Depois de três séculos de escravidão, cabe perguntar se esse “retorno” do Brasil à África do qual fala a matéria do jornal O Estado de S. Paulo, está mais para a “maldição da abundância” ou para o pagamento pelo Brasil de uma dívida moral e histórica com a África. Explico. “Maldição da abundância” é expressão utilizada por Boaventura de Souza Santos para nomear os riscos que os países pobres correm quando recursos naturais valorizados internacionalmente são descobertos em seus territórios, e o padrão de desenvolvimento econômico, político, social e cultural passa a ser determinado pela sua exploração. Os riscos vão desde a elevação do PIB sem distribuição de renda e desenvolvimento social, corrupção da classe política e aumento da desigualdade social até a destruição ambiental e a busca da eliminação de ideias e práticas dissidentes da sociedade civil, que passam a ser vistas como entraves ao progresso e ao desenvolvimento. Abundância, lucro e desenvolvimento para quem e a que custos?

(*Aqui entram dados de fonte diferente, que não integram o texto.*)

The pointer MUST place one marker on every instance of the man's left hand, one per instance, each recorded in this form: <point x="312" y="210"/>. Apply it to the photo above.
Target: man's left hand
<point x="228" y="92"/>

Pequenos negócios descobrem a África

A África, que durante anos permeou o imaginário das pessoas com conflitos sangrentos e fome extrema, começa a despertar outro tipo de sentimento: o da oportunidade. Com países inteiros a se construir e um mercado consumidor composto por 326 milhões de representantes da classe média, o continente tornou-se alvo das pequenas e médias empresas brasileiras.

São negócios que aproveitam a presença das grandes corporações nacionais já estabelecidas na região, e de algumas coincidências culturais e geográficas, para conquistar espaços entre as lacunas deixadas pela concorrência europeia e a marcha chinesa, sobretudo nos segmentos do agronegócio, da construção e da infraestrutura.